Но она была «леди», а Максим жил в избушке. Это вот как получилось.
Родители Максима очень рано ушли из жизни, и Максим остался с младшим братцем Васечкой, заменяя ему и папу и маму.
Братец Васечка требовал постоянных вложений капитала. Инвестиций в будущее, так сказать.
- Где моя потребительская корзина? С кем мне дружить без нормальных карманных денег? У всех нормальный «прикид», у всех «новьё», а я - «лох»! А ты — стрекоза! Сам пользуйся таким смартфоном!
И Васечка с гневом запирался в комнате и не отвечал. И даже не выходил к ужину.
А ужинали братья лапшой с куриными потрошками.
И Максим не знал: что тут ответишь, и что делать?
Потому что от бедности лекарств нет.
Острое ощущение собственной ущербности мешало готовиться к лекциям, и Максим подумал, подумал и оставил большую родительскую квартиру братцу Васечке, вкупе с небольшой пенсией, а сам переселился в ветхий деревянный домик на окраине, почти что за городской чертой, доставшийся им в наследство от бабушки.
Домик был гнилой, пахнущий «жильем», земли у домика было мало, зато была банька и спокойствие — а это в научной работе первое дело.
Но приглашать в гниющий домик с банькой «леди» Ирину было бы неправильно.
Как-то не то. Непедагогично, что ли.
Наступали праздники, и как раз сегодня кафедра собиралась посидеть, отметить, поговорить о делах и вообще. Кто хочет — выпить.
Прибыли и гости — бывшие сотрудники.
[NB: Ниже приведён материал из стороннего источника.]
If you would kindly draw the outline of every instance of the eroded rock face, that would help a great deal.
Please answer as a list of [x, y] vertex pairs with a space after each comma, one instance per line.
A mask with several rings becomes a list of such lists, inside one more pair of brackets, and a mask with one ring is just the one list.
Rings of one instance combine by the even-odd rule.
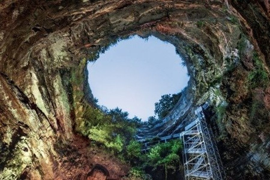
[[76, 130], [93, 100], [86, 59], [138, 34], [174, 45], [190, 76], [155, 133], [184, 125], [209, 99], [214, 106], [226, 102], [223, 128], [212, 125], [228, 178], [269, 179], [269, 119], [254, 126], [248, 112], [258, 99], [269, 110], [269, 88], [245, 86], [254, 49], [270, 63], [269, 3], [242, 1], [0, 2], [0, 178], [120, 179], [127, 173], [126, 165], [91, 149]]

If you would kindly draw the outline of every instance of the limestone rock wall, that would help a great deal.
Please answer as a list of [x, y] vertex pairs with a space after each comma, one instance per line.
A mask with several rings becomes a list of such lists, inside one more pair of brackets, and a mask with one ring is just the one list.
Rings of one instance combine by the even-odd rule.
[[[219, 145], [229, 178], [269, 179], [269, 121], [256, 129], [248, 122], [249, 94], [241, 83], [252, 65], [247, 67], [248, 56], [234, 60], [244, 32], [269, 65], [269, 3], [244, 1], [0, 1], [0, 179], [120, 179], [126, 174], [128, 166], [91, 149], [75, 130], [92, 98], [86, 60], [138, 34], [175, 45], [191, 77], [160, 130], [166, 133], [172, 124], [185, 123], [188, 118], [179, 120], [211, 97], [214, 105], [225, 100], [232, 108]], [[232, 65], [236, 70], [227, 73]], [[266, 107], [269, 91], [261, 92]]]

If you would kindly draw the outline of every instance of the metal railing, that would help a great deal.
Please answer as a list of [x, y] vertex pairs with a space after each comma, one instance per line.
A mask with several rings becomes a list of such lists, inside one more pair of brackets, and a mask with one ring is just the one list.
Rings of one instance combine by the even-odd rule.
[[226, 179], [212, 132], [207, 126], [202, 107], [197, 109], [195, 113], [197, 118], [186, 126], [185, 131], [161, 137], [155, 142], [145, 142], [142, 151], [148, 150], [155, 143], [181, 138], [183, 145], [182, 155], [186, 180]]

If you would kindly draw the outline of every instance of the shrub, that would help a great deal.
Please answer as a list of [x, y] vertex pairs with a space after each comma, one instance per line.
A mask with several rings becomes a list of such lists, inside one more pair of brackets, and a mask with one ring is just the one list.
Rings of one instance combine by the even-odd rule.
[[175, 170], [179, 165], [179, 154], [182, 144], [179, 140], [158, 144], [150, 149], [147, 154], [149, 164], [155, 169], [162, 166], [165, 168], [166, 179], [168, 169]]
[[155, 114], [160, 119], [165, 117], [177, 103], [182, 95], [182, 93], [180, 92], [161, 96], [159, 102], [155, 103]]
[[128, 157], [130, 160], [139, 158], [142, 155], [142, 144], [137, 141], [131, 140], [127, 147]]

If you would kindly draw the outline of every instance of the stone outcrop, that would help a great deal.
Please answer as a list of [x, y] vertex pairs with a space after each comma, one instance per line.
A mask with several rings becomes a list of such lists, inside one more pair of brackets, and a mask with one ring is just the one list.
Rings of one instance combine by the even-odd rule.
[[[76, 130], [86, 106], [95, 105], [87, 60], [137, 34], [174, 45], [190, 76], [160, 134], [184, 126], [206, 100], [214, 107], [226, 103], [221, 121], [211, 122], [228, 178], [269, 179], [270, 91], [246, 83], [254, 50], [269, 74], [269, 5], [254, 0], [0, 1], [0, 179], [126, 174], [128, 166], [93, 148]], [[267, 117], [256, 125], [249, 112], [255, 101]]]

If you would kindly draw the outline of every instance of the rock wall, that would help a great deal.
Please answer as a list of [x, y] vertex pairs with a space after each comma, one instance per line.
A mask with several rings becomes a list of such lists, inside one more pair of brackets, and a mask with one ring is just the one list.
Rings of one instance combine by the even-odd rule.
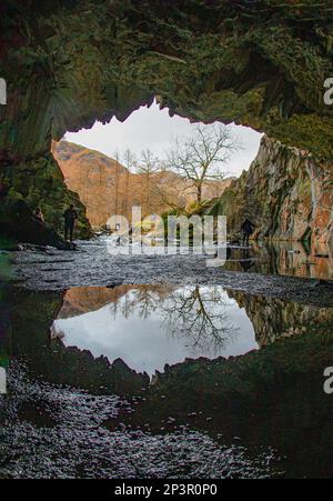
[[[20, 162], [14, 168], [9, 162], [0, 169], [0, 231], [23, 242], [62, 247], [63, 211], [74, 203], [79, 213], [77, 237], [89, 238], [91, 227], [85, 208], [77, 193], [68, 190], [63, 174], [53, 157]], [[40, 207], [47, 228], [41, 228], [32, 217]]]
[[333, 163], [264, 137], [250, 170], [232, 182], [213, 212], [228, 217], [231, 233], [248, 217], [256, 239], [312, 238], [320, 251], [333, 244]]

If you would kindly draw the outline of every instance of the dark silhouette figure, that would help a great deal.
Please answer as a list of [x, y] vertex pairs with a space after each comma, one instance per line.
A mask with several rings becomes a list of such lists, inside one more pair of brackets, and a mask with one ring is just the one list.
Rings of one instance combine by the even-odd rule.
[[64, 240], [68, 240], [70, 236], [70, 241], [73, 241], [75, 220], [78, 219], [78, 212], [74, 206], [71, 203], [69, 209], [63, 212], [64, 218]]
[[39, 220], [39, 222], [44, 224], [46, 220], [44, 220], [43, 213], [42, 213], [42, 211], [41, 211], [41, 209], [39, 207], [36, 209], [33, 216], [36, 217], [36, 219]]
[[245, 219], [245, 221], [242, 224], [242, 231], [243, 231], [243, 246], [249, 247], [249, 240], [251, 234], [253, 233], [255, 228], [255, 224], [253, 222], [249, 221], [249, 219]]
[[242, 259], [240, 260], [240, 264], [243, 268], [243, 271], [249, 271], [252, 267], [254, 267], [255, 261], [251, 260], [249, 249], [242, 250]]

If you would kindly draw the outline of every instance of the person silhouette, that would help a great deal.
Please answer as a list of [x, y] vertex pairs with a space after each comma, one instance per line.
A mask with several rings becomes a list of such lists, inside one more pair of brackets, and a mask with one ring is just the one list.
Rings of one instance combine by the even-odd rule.
[[64, 218], [64, 240], [68, 241], [68, 236], [70, 237], [70, 242], [73, 241], [74, 227], [78, 219], [78, 212], [74, 206], [71, 203], [69, 209], [63, 212]]
[[251, 234], [253, 233], [255, 224], [251, 222], [248, 218], [243, 222], [241, 229], [243, 231], [243, 246], [249, 247], [249, 240]]

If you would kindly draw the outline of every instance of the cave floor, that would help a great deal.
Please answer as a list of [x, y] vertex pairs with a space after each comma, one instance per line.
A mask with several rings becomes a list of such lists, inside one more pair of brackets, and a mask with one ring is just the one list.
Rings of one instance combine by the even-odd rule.
[[[201, 255], [113, 255], [97, 239], [4, 257], [0, 478], [332, 478], [329, 255], [253, 247], [208, 268]], [[185, 324], [195, 334], [198, 301], [223, 329], [235, 322], [236, 351], [176, 347], [162, 368], [159, 329], [171, 344]], [[139, 348], [151, 371], [131, 361]]]
[[202, 255], [114, 255], [105, 242], [78, 242], [75, 252], [13, 252], [12, 280], [22, 288], [44, 291], [121, 284], [219, 284], [250, 294], [333, 307], [333, 265], [329, 255], [311, 262], [297, 249], [282, 247], [276, 252], [276, 248], [264, 248], [258, 252], [254, 248], [253, 255], [235, 255], [224, 267], [208, 268]]

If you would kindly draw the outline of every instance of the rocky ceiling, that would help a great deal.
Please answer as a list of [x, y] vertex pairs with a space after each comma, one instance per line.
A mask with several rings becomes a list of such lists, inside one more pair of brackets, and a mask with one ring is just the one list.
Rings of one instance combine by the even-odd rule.
[[4, 0], [0, 26], [6, 161], [95, 120], [125, 120], [154, 97], [171, 113], [333, 157], [329, 0]]

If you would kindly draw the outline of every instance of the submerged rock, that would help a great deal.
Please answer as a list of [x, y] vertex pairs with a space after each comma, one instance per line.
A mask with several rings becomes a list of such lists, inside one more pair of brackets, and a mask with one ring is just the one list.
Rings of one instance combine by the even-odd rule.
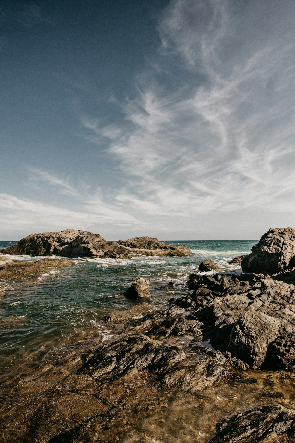
[[[295, 410], [280, 404], [260, 405], [226, 417], [216, 425], [217, 434], [210, 443], [253, 443], [277, 442], [278, 436], [295, 432]], [[268, 439], [268, 438], [269, 438]]]
[[149, 284], [147, 280], [138, 278], [124, 293], [124, 295], [128, 298], [135, 300], [148, 298], [150, 297], [149, 288]]
[[295, 230], [271, 228], [241, 263], [243, 272], [275, 274], [295, 267]]
[[217, 272], [222, 272], [222, 270], [214, 261], [208, 259], [204, 260], [200, 263], [198, 269], [202, 272], [207, 272], [208, 271], [216, 271]]
[[72, 260], [58, 258], [42, 258], [37, 261], [8, 260], [6, 262], [0, 261], [0, 280], [17, 280], [27, 277], [38, 277], [52, 268], [74, 264], [75, 262]]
Они теперь были людьми важными, с окладами и холеные, прямо, не узнать, и всех это очень веселило и внушало гордость.
Максим сидел с группой мужчин в углу, смотрел, как Томка Красикова руководит у сдвинутых столов расстановкой салатов и пирожков из кафе, и слушал разговор Валеры Акулова и Саши Мухина.
Мужчин, в предвкушении выпивки, тянуло философствовать.
Саша Мухин, без пяти минут доцент, по характеристике, данной ему покойным профессором Арзамасцевым, «деятель от науки», умильно складывая губы в иронический кукиш, ловко изображал этакого дурочка Сократа и задавал Акулову вопросики.
- Для чего же «они» тратят миллиарды на вооружение? Понятно, что могут, не обеднеют, но для чего? И зачем им это оружие, которое, вроде бы, не против нас, но которое все время вокруг нас?